I went back for "Sympathy for Mr. Vengeance," and after a couple viewings I now see it as Park's best (as in most accomplished) work among those I've seen.  It lacks the cohesiveness of "Oldboy," but the way it unfolds its theme -- the reopening of old wounds -- through scenes of raw, sorrowful, horrific, bizarre beauty is damn near painterly.

Then "Sympathy for Lady Vengeance" and "Thirst" made me a fan for life.  (Props to my friend Fisk, one of the great white knights of Asian cinema, for hooking me up with DVDs and tickets when I needed them.)

Park deserves his rep as Korea's best-known director -- even if people usually just refer to him as "the guy who directed 'Oldboy.'"  (It's "BOCK Chon Ook," no W pronounced, case'n you wanna get specific.)  He rules Korean cinema for the same reason Kurosawa and Zhang Yimou ruled their countries' film industries: He satisfies the arthouse and the grindhouse.

Most Asian film that makes it into this country is on one of those ends of the spectrum -- those are the easiest markets to sell to, the cineastes and the fanboys.  It's the stuff in the middle, like comedies and romances, that have a tougher time finding an audience.  Park's stuff is extreme but artfully done, with themes that beg for interpretation.  Everyone goes home happy.

So anyway, "Stoker."  What struck me most about the movie was its language -- blunt, awkward, literal.  I think this is a cultural difference, an attempt to be terse that just doesn't work in English.  Every language has particular traits, and one of English's is its huge vocabulary.  With all those words, you can get specific in ways that you can't with less wordy languages like Chinese and Korean and French.  But the downside is, the omission of words in English is glaring and usually seems forced.

Korean is different, a language that's as much about what's unsaid as what's said.  And I think that's partly why Park's movies are so powerful.  People in his movies move in the most subterranean layers of Korean society -- vampires, black-market organ dealers, crimelords -- yet, because of the modesty and decorum built into the language, talk and for the most part operate like ordinary citizens.  The greatest crises they face, inexpressible as they are, are left to the imagination.

For a movie that Park didn't write (the writer was Wentworth Miller, best known as The Cute One on "Prison Break"), it does share quite a few elements with his best-known movies: family members who've been separated violently, incest, harm to a child, sex entwined with death, the grooming of a killer, our darker natures.  For that alone, I do salute the filmmakers -- these are subjects that Hollywood doesn't like to touch.  The movie's unconventional as Park's films always are.

Where it ultimately goes wrong, I think, is in its insistence on the three-act structure and a tidy 90-minute-area running time.  The evil uncle, Charlie (Matthew Goode), gets introduced.  He does weird shit.  A couple revelations lead up to a big confrontation between him, the daughter India (Mia Wasikowska) and the widow Evelyn (Nicole Kidman).  Movie ends somewhat ambiguously, in foreign film style, but honestly it all comes down to a couple violent money shots.
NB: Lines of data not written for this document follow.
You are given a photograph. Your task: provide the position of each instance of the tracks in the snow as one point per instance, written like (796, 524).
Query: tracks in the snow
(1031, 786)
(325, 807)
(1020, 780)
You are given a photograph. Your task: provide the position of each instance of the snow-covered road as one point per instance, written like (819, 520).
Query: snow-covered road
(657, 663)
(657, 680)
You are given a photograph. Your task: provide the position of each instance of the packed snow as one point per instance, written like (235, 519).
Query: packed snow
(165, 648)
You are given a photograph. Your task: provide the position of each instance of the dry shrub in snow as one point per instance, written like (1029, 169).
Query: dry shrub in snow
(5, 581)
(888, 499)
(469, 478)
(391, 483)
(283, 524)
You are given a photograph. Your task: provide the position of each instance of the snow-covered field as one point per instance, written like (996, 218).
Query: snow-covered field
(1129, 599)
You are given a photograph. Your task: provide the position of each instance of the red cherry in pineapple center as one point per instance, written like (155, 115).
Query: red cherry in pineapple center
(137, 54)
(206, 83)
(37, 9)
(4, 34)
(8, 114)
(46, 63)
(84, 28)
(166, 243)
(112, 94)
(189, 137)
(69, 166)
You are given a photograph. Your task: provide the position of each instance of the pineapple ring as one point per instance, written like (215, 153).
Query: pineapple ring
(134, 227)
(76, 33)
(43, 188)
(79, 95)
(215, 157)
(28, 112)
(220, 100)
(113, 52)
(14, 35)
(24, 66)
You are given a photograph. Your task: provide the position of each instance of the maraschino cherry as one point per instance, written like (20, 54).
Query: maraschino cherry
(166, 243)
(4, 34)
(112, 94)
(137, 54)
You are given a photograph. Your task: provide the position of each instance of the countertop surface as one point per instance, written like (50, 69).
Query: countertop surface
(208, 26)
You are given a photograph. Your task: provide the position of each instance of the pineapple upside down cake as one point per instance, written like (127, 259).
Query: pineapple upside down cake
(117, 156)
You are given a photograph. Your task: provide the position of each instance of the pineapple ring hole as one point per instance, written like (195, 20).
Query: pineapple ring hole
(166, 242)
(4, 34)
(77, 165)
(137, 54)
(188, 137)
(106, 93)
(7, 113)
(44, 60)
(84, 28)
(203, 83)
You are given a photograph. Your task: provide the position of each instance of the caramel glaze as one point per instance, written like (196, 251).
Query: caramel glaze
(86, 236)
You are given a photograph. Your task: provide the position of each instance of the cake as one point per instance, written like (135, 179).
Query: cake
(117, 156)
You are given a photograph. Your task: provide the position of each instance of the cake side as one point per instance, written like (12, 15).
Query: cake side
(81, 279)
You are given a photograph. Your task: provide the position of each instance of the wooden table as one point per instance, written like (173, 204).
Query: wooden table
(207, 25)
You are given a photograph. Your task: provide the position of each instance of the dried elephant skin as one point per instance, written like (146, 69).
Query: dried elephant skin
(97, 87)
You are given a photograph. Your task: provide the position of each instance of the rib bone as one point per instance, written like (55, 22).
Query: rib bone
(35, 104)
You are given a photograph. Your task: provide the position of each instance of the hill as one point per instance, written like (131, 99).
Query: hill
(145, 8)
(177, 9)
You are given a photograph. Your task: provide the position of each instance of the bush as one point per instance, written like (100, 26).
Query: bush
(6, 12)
Typical Hollywood moviegoers, narrative-obsessed as I've learned them to be, will probably complain most about Charlie's backstory, which gets told hastily in the final reels and is about as much of a letdown as the denouement to "Psycho."  It explains the movie's mysteries a little too conveniently while introducing a bunch of logical inconsistencies that I won't get into.  In short, it gives the movie somewhat of a shaggy-dog ending that does a disservice to the shocks that come before it.  Instead of coming off like a darkly impressionistic indictment of society like Park's Korean works, the movie just seems like a geek show, out to offend.

But anyway, I'll keep watching for more Park flicks in America just on account of the subject matter they might contain -- maybe that'll become his legacy here, starting conversations that Americans don't want to have.  In the meantime, he's an "internationally acclaimed director," a condescending label (let's be frank) that John Woo himself never quite summitted.